ABD merkezli gazete New York Times’ın (NYT) konuyla ilgili bilgi sahibi yetkililere dayandırdığı haberine göre cihazlar patlamadan önce birkaç saniye boyunca bip sesi çıkardı. Saldırıda Hizbullah üyelerine ait yüzlerce çağrı cihazı hedef alındı. Sosyal medyada dolaşan videolarda cihazların yollarda, dükkanlarda ve evlerde insanların ellerinde patladığı ve maddi hasara yol açtığı anlar görülüyor.

Hizbullah: Geniş kapsamlı inceleme başlatıldı

‘Güvenlik ihlalinden’ yaklaşık üç saat sonra Hizbullah tarafından yapılan ilk açıklamada dün öğleden sonra saat 15.30 sularında Hizbullah'ın çeşitli birimlerinde ve kurumlarında çalışanların iletişim için kullandığı çağrı cihazlarının patladığı duyuruldu. Açıklamada “Sebebi açıklanamayan patlamalar şimdiye kadar bir çocuğun ve iki kardeşin ölümüne ve birkaç kişinin de yaralanmasına neden oldu” denildi.

Açıklamada Hizbullah'ın uzman kurumlarının şu an eş zamanlı patlamaların nedenlerini belirlemek için geniş kapsamlı bir güvenlik soruşturması başlattığı belirtildi. Hizbullah tarafından yapılan ikinci açıklamada ise “Mevcut tüm gerçekleri ve verileri inceledikten sonra, bu canice saldırıdan tamamen düşmanımız İsrail'i sorumlu tutuyoruz” ifadeleri kullanıldı.

xc
Başbakan Mikati'nin Milletvekili Ali Ammar'ın oğlu için taziye ziyareti sırasında çekilen bir fotoğrafı (Başbakanlık Basın Ofisi)

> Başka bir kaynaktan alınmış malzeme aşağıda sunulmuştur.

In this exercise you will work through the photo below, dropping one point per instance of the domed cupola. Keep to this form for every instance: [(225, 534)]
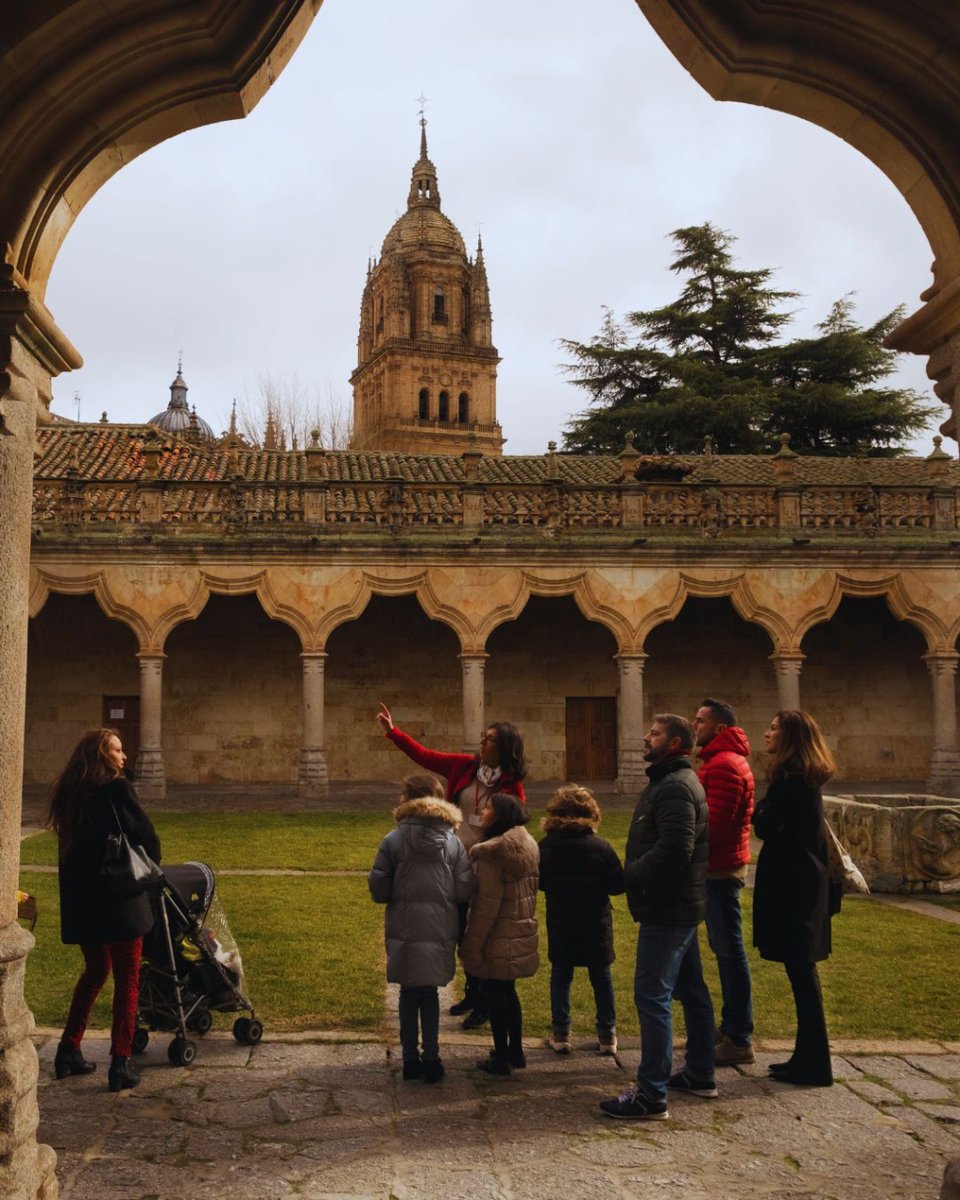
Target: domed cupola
[(177, 417), (426, 363)]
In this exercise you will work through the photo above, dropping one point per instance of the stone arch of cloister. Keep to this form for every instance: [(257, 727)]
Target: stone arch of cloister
[(87, 87)]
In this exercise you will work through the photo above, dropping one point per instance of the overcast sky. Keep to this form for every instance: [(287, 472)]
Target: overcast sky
[(564, 131)]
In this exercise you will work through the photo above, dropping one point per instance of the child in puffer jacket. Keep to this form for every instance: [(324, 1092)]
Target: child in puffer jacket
[(421, 874), (579, 873)]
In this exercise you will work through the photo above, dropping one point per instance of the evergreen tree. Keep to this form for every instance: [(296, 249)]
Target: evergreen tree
[(711, 363)]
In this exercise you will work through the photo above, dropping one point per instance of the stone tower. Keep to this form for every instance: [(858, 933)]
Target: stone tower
[(426, 375)]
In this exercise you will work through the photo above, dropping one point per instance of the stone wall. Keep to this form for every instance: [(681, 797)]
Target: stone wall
[(867, 683), (76, 655)]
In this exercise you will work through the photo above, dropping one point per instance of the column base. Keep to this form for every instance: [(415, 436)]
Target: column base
[(633, 773), (27, 1169), (312, 780), (943, 778), (150, 774)]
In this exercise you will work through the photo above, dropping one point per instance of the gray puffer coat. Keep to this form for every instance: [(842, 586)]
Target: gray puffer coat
[(421, 874), (501, 936)]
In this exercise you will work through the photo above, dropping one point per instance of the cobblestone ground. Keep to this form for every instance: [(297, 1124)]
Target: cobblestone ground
[(330, 1121)]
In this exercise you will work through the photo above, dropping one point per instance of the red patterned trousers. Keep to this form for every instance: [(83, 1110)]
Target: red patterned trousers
[(125, 960)]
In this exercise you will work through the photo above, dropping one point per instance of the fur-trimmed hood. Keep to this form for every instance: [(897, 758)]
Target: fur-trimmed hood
[(427, 808), (574, 827), (515, 852)]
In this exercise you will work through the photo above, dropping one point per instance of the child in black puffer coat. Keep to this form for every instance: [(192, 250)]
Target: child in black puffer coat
[(579, 873)]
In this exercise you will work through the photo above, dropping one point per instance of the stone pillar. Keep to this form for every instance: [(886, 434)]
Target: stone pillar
[(31, 351), (631, 767), (474, 717), (787, 665), (312, 779), (945, 762), (151, 777)]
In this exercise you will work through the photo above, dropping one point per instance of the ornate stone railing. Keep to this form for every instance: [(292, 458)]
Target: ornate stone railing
[(657, 509)]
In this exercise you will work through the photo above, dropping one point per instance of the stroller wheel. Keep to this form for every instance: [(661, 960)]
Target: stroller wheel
[(247, 1031), (181, 1053)]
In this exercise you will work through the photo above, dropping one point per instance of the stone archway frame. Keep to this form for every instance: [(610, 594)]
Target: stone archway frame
[(899, 593)]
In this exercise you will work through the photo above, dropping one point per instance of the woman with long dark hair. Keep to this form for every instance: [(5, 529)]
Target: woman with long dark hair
[(498, 766), (791, 894), (90, 801), (501, 942)]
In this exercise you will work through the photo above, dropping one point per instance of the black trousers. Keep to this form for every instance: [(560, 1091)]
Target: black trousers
[(505, 1017), (811, 1055)]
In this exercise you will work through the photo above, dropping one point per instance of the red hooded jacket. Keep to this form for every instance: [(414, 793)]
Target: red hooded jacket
[(729, 784)]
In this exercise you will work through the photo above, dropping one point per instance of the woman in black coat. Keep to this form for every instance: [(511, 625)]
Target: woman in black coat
[(88, 802), (791, 893), (579, 873)]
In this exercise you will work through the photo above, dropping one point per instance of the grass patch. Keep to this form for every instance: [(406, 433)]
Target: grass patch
[(313, 947)]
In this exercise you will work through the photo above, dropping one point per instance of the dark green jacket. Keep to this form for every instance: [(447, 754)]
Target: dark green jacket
[(667, 847)]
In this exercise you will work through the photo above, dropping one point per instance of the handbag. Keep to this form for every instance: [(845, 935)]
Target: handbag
[(841, 868), (127, 869)]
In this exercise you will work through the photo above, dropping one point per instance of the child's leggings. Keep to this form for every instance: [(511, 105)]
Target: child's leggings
[(125, 960)]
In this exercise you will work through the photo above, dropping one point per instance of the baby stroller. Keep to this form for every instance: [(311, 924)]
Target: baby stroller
[(191, 966)]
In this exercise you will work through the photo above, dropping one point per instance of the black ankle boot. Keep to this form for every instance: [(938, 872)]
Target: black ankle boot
[(123, 1074), (71, 1062)]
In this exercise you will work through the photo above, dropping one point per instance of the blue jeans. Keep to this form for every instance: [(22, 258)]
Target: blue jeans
[(419, 1017), (561, 977), (725, 934), (669, 967)]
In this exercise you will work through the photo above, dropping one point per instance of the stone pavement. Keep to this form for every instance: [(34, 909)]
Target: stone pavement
[(330, 1121)]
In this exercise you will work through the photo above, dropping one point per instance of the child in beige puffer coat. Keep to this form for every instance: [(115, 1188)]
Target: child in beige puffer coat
[(501, 943)]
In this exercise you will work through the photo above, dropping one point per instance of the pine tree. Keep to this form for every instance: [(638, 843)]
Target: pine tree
[(711, 363)]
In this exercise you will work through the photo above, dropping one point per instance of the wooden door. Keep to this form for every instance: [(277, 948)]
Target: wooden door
[(123, 713), (591, 738)]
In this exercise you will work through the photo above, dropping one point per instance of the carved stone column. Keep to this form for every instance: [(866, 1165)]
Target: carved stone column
[(474, 718), (31, 351), (312, 779), (787, 665), (945, 762), (631, 767), (151, 777)]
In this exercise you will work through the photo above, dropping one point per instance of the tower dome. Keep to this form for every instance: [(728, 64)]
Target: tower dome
[(177, 418)]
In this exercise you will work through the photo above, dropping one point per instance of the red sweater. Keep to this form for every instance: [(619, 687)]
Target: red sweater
[(729, 784), (459, 769)]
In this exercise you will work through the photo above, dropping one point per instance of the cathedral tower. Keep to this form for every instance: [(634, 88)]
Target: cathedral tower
[(426, 375)]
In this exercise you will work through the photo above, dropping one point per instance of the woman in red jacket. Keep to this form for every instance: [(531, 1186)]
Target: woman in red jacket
[(499, 766)]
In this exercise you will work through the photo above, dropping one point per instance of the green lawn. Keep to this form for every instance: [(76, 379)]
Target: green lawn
[(313, 947)]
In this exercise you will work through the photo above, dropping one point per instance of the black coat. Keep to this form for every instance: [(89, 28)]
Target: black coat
[(667, 847), (89, 912), (791, 905), (579, 873)]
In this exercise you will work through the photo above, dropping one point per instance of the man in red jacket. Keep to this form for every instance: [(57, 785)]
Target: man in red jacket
[(729, 784)]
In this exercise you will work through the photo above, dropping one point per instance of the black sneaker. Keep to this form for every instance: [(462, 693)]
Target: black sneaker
[(477, 1019), (683, 1083), (634, 1105)]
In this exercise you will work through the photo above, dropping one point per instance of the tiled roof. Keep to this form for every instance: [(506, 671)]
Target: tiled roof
[(114, 454)]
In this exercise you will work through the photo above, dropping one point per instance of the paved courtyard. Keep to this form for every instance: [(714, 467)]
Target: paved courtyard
[(325, 1120)]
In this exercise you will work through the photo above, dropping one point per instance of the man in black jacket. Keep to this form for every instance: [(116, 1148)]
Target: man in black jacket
[(666, 891)]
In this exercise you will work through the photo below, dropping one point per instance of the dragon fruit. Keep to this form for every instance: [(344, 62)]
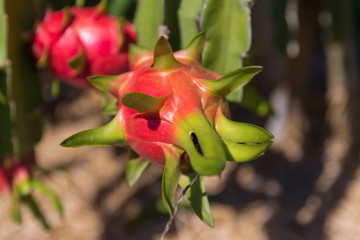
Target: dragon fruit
[(170, 106), (172, 112), (14, 172), (78, 42)]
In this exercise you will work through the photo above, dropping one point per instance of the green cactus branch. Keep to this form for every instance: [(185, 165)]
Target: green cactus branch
[(20, 125)]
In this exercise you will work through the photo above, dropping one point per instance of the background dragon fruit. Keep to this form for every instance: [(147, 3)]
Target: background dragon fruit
[(172, 112), (78, 42)]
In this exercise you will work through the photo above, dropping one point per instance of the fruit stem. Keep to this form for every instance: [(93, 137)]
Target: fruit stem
[(163, 30), (172, 217)]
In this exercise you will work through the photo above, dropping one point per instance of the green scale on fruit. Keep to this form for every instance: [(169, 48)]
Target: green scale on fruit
[(172, 112)]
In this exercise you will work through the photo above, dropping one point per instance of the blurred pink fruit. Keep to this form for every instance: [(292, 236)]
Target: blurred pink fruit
[(79, 42)]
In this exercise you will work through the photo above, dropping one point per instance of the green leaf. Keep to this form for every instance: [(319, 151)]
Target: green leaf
[(135, 167), (147, 21), (255, 102), (30, 202), (163, 55), (137, 51), (6, 144), (240, 132), (109, 106), (198, 198), (3, 99), (3, 35), (119, 8), (233, 80), (170, 178), (171, 21), (196, 47), (227, 24), (142, 102), (189, 13), (240, 152), (109, 134), (203, 145), (49, 193), (26, 123)]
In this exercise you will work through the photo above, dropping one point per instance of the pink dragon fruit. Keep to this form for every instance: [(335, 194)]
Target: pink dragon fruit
[(170, 106), (14, 172), (172, 112), (78, 42)]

Öte yandan Bakanlar Kurulu, Lübnan'ın egemenliğinin ağır bir ihlali olan ve suç teşkil eden İsrail'in bu saldırganlığını kınadı. Hükümetin ilgili ülkeler ve Birleşmiş Milletler (BM) nezdinde gerekli tüm temasları derhal başlatarak bu suçla ilgili sorumluluklarını ortaya koyduğunu vurgulayan Bakanlar Kurulu, gelişmelerin takip edilebilmesi için toplantılarını kamuoyuna açık olarak yapma kararı aldı.

Bu arada Başbakan Necip Mikati, Milletvekili Ali Ammar'ı ziyaret ederek oğlu için başsağlığı diledi.